The win was their first together, but each man had previously tasted victory. Olstad became a four-time winner — he won twice with Todd Minnick (2014, 2009) and once with Marc McKenna (2005) — and Aklestad became a two-time winner, with his first triumph coming in 2016 with Tyson Johnson.

Aklestad, a 34-year-old engineer for MTA who lives in Palmer, and Olstad, a 37-year-old from Wasilla who works for Marathon Construction, set a course record by virtue of the race being held on a longer and arguably tougher course than ever before.

With nearly 400 miles added to take teams on a loop to Kotzebue and four other villages never before visited by the race, this year’s Iron Dog was 2,395 miles long. Besides the extra distance, teams contended with deep snow in the Interior that required round-the-clock trailbreaking by volunteers on Thursday and Friday.

Aklestad and Olstad logged 50 hours, 8 minutes and 3 seconds of race time to establish a record on the new course. Their average speed was 47.75 mph.

#Team7 from the air! Thanks Jayme for the clip! #IronDogMediaSupport #2020Irondog

Posted by Iron Dog Team 7 - Aklestad/Olstad on Saturday, February 22, 2020

The second-place team of Mike Morgan of Nome and Chris Olds of Eagle River, winners of the 2019 and 2018 Iron Dogs, reached Big Lake at 1:48 p.m., 30 minutes behind the new champions. They spent 52 hours, 49 minutes, 55 seconds on the trail.

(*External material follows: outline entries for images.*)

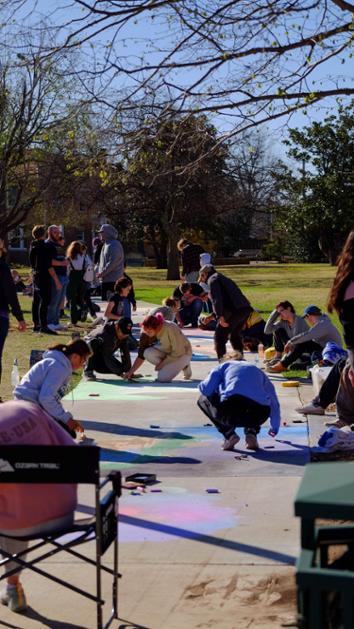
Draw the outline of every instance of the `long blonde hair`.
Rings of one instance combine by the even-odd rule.
[[[82,243],[79,240],[73,240],[70,243],[66,250],[66,255],[68,258],[75,260],[78,256],[82,254]]]

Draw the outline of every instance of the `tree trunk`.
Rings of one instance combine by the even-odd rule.
[[[180,278],[177,242],[177,229],[175,226],[171,226],[167,239],[167,280],[179,280]]]

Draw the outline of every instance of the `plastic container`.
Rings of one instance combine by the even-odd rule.
[[[265,360],[272,360],[272,358],[275,358],[275,354],[276,354],[275,347],[267,347],[267,349],[264,352],[264,358]]]
[[[13,388],[15,388],[19,382],[20,382],[20,372],[18,370],[17,358],[15,358],[12,371],[11,371],[11,384]]]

Third place went to Brett Lapham and Zack Weisz (54:38:34), followed by the fourth-place team of Kruz Kleewein and Kenneth Kleewein (56:59:17), the fifth-place team of Troy Conlin and Todd Palin (61:28:39), the sixth-place team of Andrew Gumley and Klinton VanWingerden (61:54:07) and the seventh-place team of Kazimir Cizmowski and Zachary Cizmowski (62:26:10). Four other teams were still on the trail early Saturday evening.

The race began Sunday in Fairbanks. The extra miles and the deep snow took its toll on racers — of the 29 teams that began the race, 11 remain. The lastest scratch was the team of Tyson Johnson and Brad George, which was in second place Friday but called it quits at Rainy Pass, about 160 miles from the finish.